1/ Alors, Jimmy redescend. Il s'installe dans le salon, pratiquement épargné par la terrasse qui le borde. Qui le bordait, en fait. La bibliothèque est intacte et, ne pouvant ni sortir ni utiliser le moindre appareil électrique, Jimmy redécouvre les joies de la lecture. Quand il a faim, il part à la cave chercher une conserve, qu'il chauffe sur un petit réchaud à gaz de camping. Sa soif, il l'étanche avec de l'eau minérale. Lorsque la nuit vient, il tente de dormir, gardant à l'esprit sa pleine vulnérabilité. Ainsi, quelques jours se passent. Jusqu'à ce qu'un matin, ce qu'il n'aurait jamais cru possible arriva. Jimmy se sentit sale. Alors, il se rendit dans la salle de bain, remplit le lavabo avec précaution, et y plongea un livre qu'il avait terminé avant de retourner à ses lectures. Une heure après, il alla relever le résultat de son expérience. L'encre était bien dissoute, mais pas le papier. Il plongea d'abord un doigt dans l'eau. Puis deux, et la main entière. Il sortit le livre, vida le lavabo, et fit couler de l'eau sur sa peau. Rien ne se passa. L'eau du robinet était saine. Enfin une bonne nouvelle. Jimmy prit de vieilles fringues dans un placard, celui de sa chambre n'étant pas vraiment accessible, et se délecta d'une bonne douche, savourant l'eau ruisselant sur sa peau. Il se permit même de traîner un peu. Et, lorsque la purge des tuyauteries fut terminée, il eut à peine le temps de ressentir une vive douleur l'envelopper avant de couler rejoindre les eaux usées.

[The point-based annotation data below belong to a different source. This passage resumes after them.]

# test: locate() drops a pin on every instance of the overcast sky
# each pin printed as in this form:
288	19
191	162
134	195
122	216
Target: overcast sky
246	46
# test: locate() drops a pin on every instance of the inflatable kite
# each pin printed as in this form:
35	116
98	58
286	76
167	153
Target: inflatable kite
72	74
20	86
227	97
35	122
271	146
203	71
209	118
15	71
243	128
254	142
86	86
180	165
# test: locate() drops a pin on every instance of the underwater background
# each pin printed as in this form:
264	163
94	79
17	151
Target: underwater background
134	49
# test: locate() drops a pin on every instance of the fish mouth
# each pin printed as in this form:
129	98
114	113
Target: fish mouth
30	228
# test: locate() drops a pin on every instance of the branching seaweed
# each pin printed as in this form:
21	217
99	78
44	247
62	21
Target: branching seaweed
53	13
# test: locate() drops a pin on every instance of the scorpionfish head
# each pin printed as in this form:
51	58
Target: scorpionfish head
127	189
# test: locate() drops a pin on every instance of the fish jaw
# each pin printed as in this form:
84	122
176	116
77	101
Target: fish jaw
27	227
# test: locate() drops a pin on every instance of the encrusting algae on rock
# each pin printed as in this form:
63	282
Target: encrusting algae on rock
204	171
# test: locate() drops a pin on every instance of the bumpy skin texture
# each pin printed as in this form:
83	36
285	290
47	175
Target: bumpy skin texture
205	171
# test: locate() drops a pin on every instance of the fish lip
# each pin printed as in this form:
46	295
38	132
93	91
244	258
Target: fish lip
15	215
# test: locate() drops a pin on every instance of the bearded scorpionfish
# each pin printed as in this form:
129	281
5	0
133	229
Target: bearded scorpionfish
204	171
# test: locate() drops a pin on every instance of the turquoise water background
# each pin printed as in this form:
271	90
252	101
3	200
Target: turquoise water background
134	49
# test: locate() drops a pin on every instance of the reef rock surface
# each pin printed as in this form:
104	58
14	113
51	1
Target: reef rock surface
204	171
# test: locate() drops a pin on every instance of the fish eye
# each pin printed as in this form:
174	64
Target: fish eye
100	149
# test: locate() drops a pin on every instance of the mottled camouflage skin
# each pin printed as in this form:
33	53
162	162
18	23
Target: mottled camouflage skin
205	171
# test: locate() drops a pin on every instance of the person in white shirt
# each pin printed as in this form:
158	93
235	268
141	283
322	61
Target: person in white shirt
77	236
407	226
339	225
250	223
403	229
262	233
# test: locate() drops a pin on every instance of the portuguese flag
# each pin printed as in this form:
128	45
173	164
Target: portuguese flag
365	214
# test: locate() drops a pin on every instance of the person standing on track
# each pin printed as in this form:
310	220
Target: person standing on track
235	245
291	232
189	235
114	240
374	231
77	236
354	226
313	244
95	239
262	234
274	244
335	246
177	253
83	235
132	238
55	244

2/ En quelques semaines à peine, la planète entière est devenue stérile. La vie qui faisait sa richesse a totalement disparu. Plus d'animaux, plus de végétaux, ni rien d'autre d'ailleurs. Tout composé chimique est réduit à sa plus simple expression. L'eau des océans est limpide. Le ciel est bleu. La terre est glabre. Et plus rien ne bouge. La planète a retrouvé sa pureté. L'erreur est réparée. La vie, amât grouillant de parasites, exception excitée, destructrice de quiétude, n'est plus. L'univers s'en est débarrassé. Non pas par volonté, mais par nécessité. La nature va presque toujours au plus simple. La vie telle que nous la connaissons n'est qu'une de ses nombreuses tentatives ratées de création d'une beauté autonome. Dorénavant, elle sait qu'il ne faut pas laisser les choses se faire toutes seules. Celles-ci ne pourraient avoir la sagesse de s'organiser convenablement, et il faut repartir de zéro lorsque ça dérape. Et cette vie là est allée tellement vite qu'elle aurait presque pu lui échapper pour se répandre à travers le cosmos. C'était moins une.